The movie doesn’t shy away from very uncomfortable aspects of what it means to be a woman. Though perhaps exaggerated and condensed in Barbie’s first adventure to the “real world,” she encountered pains that many women experience. This can be confronting as an audience member, and immediately men and women alike may begin to dispense with that pain.

There is much agony and heartache for women. We can come up with many ideas to understand it, or blame it on something. But no matter what your perspective may be on this pain and where it comes from, hopefully we can come to the truest conclusion of all: that life, family, motherhood, and everything else that can come with being a woman — can also be stunningly beautiful. 


Barbie’s choices at the end of the film reminded me of another great story about womanhood. A story with lessons, insights and relevance that never seems to fade.

The first woman ever to live, Eve, was presented with a crucial choice. She could live forever in a “paradise” where neither true sadness or true joy really existed. Or, she could partake of the fruit and become divine; able to decide and feel. But in turn bring upon herself pain, sadness, death and ambiguity.
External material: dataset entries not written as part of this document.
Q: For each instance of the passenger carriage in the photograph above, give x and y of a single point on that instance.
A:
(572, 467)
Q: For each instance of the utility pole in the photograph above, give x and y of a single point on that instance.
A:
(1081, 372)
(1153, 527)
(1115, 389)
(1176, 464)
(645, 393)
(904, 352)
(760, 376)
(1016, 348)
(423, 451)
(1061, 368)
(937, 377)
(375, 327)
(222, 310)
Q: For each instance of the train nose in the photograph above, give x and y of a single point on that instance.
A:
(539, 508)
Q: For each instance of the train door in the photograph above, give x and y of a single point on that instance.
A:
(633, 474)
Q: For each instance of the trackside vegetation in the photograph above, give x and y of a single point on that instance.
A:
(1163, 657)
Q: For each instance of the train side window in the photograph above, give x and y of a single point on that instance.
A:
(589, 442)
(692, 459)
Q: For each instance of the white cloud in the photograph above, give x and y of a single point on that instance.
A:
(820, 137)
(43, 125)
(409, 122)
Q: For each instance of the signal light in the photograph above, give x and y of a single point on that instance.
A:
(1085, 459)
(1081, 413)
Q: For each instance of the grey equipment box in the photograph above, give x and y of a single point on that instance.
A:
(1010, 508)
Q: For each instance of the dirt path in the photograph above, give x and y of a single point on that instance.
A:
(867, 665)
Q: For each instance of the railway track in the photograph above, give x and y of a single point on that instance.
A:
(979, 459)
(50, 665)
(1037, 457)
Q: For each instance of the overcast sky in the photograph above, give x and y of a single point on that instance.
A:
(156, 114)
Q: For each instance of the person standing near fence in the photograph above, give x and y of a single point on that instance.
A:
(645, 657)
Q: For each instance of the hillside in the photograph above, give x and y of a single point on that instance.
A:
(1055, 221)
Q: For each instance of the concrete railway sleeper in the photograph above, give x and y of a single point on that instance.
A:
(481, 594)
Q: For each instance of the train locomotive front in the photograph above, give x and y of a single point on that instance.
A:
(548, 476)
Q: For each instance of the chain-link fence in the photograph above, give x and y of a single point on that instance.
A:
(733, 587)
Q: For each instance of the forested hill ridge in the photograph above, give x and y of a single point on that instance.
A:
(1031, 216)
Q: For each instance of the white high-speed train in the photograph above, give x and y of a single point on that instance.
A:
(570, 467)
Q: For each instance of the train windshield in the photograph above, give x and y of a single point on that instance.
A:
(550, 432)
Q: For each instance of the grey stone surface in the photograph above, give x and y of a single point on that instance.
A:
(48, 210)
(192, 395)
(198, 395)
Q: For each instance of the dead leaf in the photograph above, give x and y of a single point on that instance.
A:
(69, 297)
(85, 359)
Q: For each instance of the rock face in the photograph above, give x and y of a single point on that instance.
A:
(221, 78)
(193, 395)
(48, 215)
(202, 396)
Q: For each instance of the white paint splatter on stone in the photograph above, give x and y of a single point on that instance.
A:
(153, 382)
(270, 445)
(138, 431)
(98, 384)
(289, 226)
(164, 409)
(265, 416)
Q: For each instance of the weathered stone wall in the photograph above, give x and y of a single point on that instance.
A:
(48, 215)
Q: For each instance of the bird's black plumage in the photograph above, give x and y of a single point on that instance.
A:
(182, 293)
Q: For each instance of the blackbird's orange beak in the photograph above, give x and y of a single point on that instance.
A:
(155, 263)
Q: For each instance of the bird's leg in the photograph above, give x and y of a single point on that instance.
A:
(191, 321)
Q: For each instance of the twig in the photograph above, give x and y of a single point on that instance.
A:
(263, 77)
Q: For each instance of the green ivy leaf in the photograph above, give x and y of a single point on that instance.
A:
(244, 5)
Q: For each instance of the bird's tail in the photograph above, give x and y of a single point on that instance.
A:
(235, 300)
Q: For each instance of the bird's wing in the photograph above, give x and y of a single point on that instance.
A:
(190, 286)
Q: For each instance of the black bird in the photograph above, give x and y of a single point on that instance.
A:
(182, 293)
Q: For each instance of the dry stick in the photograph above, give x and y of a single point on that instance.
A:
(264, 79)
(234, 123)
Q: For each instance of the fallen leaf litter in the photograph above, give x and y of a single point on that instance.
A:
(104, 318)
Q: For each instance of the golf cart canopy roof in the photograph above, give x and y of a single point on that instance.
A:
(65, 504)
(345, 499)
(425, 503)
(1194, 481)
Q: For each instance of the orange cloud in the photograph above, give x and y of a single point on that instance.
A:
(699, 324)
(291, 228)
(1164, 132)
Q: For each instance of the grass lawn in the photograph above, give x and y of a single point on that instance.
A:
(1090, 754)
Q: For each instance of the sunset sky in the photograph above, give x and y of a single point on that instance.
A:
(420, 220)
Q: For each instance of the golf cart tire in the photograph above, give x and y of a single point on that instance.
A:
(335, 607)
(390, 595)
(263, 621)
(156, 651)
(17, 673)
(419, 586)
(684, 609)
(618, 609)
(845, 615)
Barbie was faced with that same decision. She could keep her eyes closed and run away from feeling. And in this crucial moment when invited by her creator to feel — it wasn’t the suffering she saw and chose. It was the joy. She saw women, mothers and daughters experiencing unspeakable joy. Like Eve, Barbie bravely chose humanity. She chose love and life in spite of loss, pain, and fear. 

Latter-day Saint doctrine uniquely teaches that, “We and all mankind are forever blessed because of Eve’s great courage and wisdom” (Russell M. Nelson).

Like Eve, like Barbie — every person is faced with this decision. When coping with the pain of the world — we can either run from it and generate endless ideas to justify our flight, or, we can face it. 

In the end, this is a decision no one but ourselves can hold us back from. It’s the greatest opportunity we will ever have, and it’s never too late to take it.

We’ve seen that women are uniquely gifted in their ability to make these kinds of choices. So in following the example of Barbie, we are invited to summon the courage of Eve, choose humanity, bite into that fruit, open our eyes, and be brave.

And though we may not “know how to feel” — “try.”